Types of Invoice Factoring
Recourse factoring means the credit risk of the customers of the business is assumed by the business only and not by the factor. Essentially, in this type of factoring the factor is only a financing and collecting agent for the business. Commission charges would have been higher if the factor would also have assumed the credit risk. Here, the charges would only include a component of interest on the money advanced and service charge for collecting the money.
Under this type of factoring, unlike recourse factoring, the factor assumes the risk of customer credit. In a case of default by the customer, the business is not liable to pay anything. Off course, higher commission charges are charged to the business for this additional service.
Advance factoring implies the payment of money in advance. As soon as the invoice is taken under factoring, the invoice amount less commission and the margin are paid to the business. The margin is paid post realization of the money from the customers. This margin ranges anywhere between 5% to 25%.

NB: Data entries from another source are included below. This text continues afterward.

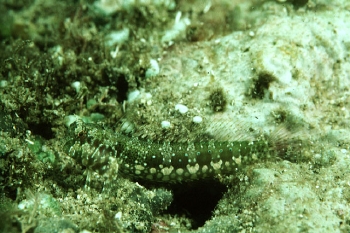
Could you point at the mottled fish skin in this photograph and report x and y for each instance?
(98, 149)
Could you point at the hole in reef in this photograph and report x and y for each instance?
(196, 200)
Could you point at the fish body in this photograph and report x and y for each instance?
(168, 162)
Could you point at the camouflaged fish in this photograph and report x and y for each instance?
(101, 150)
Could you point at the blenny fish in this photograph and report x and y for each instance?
(101, 150)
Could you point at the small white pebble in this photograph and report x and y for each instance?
(118, 215)
(181, 108)
(197, 119)
(153, 70)
(76, 85)
(133, 95)
(165, 124)
(317, 156)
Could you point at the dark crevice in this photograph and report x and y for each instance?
(196, 200)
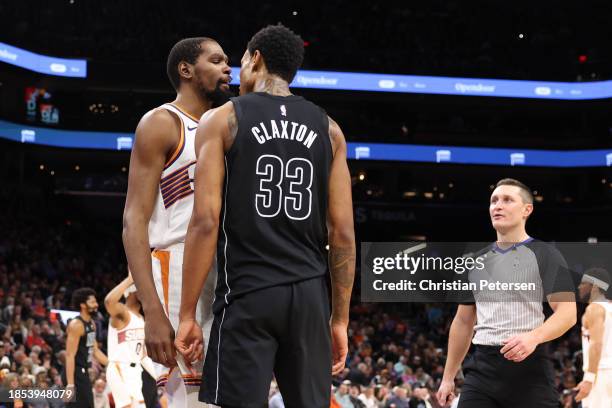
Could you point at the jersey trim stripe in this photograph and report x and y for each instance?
(179, 148)
(164, 260)
(165, 180)
(182, 110)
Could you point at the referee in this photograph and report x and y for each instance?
(510, 366)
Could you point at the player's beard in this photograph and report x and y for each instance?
(218, 96)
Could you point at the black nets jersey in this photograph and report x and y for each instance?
(273, 221)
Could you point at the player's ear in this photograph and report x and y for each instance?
(185, 70)
(257, 61)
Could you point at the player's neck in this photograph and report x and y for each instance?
(512, 236)
(192, 103)
(273, 85)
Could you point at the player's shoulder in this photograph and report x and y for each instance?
(75, 326)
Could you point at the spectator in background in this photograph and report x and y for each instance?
(342, 395)
(367, 397)
(399, 398)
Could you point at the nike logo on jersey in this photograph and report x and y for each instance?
(284, 130)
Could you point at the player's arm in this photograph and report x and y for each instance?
(153, 142)
(594, 320)
(201, 241)
(519, 347)
(74, 331)
(117, 310)
(341, 238)
(459, 339)
(99, 355)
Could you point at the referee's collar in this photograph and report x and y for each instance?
(495, 248)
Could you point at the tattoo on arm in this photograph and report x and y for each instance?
(342, 270)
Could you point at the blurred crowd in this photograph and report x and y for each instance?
(396, 351)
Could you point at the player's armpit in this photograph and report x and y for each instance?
(341, 231)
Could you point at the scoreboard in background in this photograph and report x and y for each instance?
(40, 107)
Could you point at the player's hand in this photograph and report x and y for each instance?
(584, 389)
(159, 339)
(190, 341)
(518, 348)
(446, 393)
(339, 333)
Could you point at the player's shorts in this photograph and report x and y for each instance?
(82, 386)
(125, 382)
(282, 330)
(601, 393)
(493, 381)
(168, 277)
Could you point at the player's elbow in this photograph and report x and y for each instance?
(341, 235)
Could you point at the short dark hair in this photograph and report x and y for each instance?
(526, 193)
(80, 296)
(281, 48)
(188, 50)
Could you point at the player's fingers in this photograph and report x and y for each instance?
(169, 354)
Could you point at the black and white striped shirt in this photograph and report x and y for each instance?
(503, 314)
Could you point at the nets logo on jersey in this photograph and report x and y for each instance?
(130, 335)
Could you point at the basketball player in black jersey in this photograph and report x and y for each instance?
(272, 189)
(81, 347)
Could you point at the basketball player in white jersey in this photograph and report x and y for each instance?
(159, 205)
(595, 389)
(126, 352)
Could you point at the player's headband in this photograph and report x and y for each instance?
(595, 281)
(130, 289)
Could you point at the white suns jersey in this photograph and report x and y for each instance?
(127, 345)
(605, 362)
(174, 201)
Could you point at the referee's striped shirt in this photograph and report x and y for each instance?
(503, 314)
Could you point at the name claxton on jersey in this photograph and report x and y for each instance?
(283, 129)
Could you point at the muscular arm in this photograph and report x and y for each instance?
(74, 331)
(594, 320)
(215, 130)
(156, 136)
(341, 233)
(459, 339)
(117, 310)
(562, 319)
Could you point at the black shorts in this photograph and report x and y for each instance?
(82, 387)
(282, 330)
(492, 381)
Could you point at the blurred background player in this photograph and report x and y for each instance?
(287, 194)
(160, 201)
(82, 347)
(126, 349)
(595, 389)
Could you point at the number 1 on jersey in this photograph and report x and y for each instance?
(295, 195)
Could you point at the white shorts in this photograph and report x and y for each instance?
(168, 277)
(601, 393)
(125, 383)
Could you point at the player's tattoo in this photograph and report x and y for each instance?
(342, 271)
(232, 124)
(274, 86)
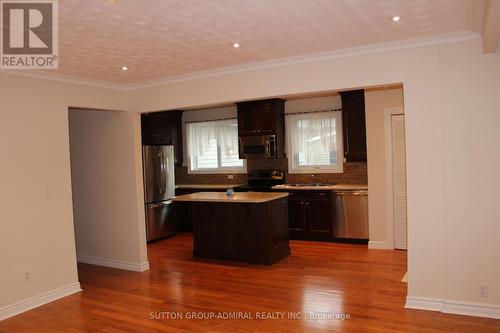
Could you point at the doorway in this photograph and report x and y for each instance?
(396, 177)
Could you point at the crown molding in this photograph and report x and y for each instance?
(349, 52)
(44, 75)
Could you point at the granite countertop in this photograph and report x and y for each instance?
(240, 197)
(207, 186)
(322, 188)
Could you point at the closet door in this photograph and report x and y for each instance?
(399, 181)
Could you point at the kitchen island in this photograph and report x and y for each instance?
(248, 227)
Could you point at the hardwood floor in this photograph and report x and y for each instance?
(316, 277)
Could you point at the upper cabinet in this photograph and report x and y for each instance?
(264, 117)
(354, 125)
(163, 128)
(260, 117)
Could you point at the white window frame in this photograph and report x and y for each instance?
(218, 170)
(339, 168)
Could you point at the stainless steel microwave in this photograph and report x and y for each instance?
(261, 146)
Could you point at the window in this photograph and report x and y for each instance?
(213, 147)
(314, 142)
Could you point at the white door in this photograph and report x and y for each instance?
(398, 147)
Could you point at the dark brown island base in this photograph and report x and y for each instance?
(249, 227)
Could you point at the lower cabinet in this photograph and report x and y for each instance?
(310, 215)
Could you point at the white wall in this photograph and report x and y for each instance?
(471, 118)
(36, 221)
(376, 102)
(103, 173)
(424, 71)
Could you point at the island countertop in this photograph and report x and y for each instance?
(240, 197)
(207, 186)
(338, 187)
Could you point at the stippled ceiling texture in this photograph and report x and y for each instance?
(163, 38)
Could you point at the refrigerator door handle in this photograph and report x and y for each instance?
(163, 178)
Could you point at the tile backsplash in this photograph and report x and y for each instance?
(354, 173)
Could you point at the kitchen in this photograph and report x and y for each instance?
(327, 200)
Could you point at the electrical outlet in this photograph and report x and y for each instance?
(483, 290)
(46, 191)
(27, 276)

There are factoring services which offer the benefit of collection mainly. Maturity factoring is that kind of factoring where the invoice amount is paid after the realization from the customer. The job of a factor is to collect the money from the customer. Here, the charges of factoring would also be less as the component of interest would be dropped.
Bank Participation Factoring
This is a special arrangement whereby the margin of a factor is also financed by the bank. This is most suitable for the business for whom even the small margin of money is important. This kind of factoring arrangement allows the business to have complete finance of the account receivables and needs almost no money to conduct business.
It is the most popular form of factoring where the factor provides the client with all types of facilities like protection from bad debt, collection, etc.
Domestic and Cross Border Factoring
Factor giving the services of purchase, management, funding and collection of accounts receivable in domestic territory is termed as domestic factoring. Here three parties are involved i.e. buyer, seller, and factor who are located in the same country. Whereas, if the same services are provided in international markets then it is termed as cross-border factoring. Here four parties are involved i.e. exporter, importer, export factor and import factor.
Suppliers Guarantee Factoring
This is another very innovative way getting out of difficult business situations. In this type of factoring, the role of factor involves taking guarantee of the business. The factor guarantees the payment of the suppliers of the business and on the other side takes factors the invoices of the business. Once the money is realized from the invoices, the factor first makes payment to the suppliers of the business and then the remain portion of the business after cutting necessary fee for the same.
Disclosed And Undisclosed Factoring
Disclosed factoring means the customer of the business is aware of the factoring arraignment of the business. On the contrary, in undisclosed factoring, the customer does not know about the factoring arrangement. The entrepreneur puts a stamp on the business indicating the payment to be made to the factor in place of the staff of the business.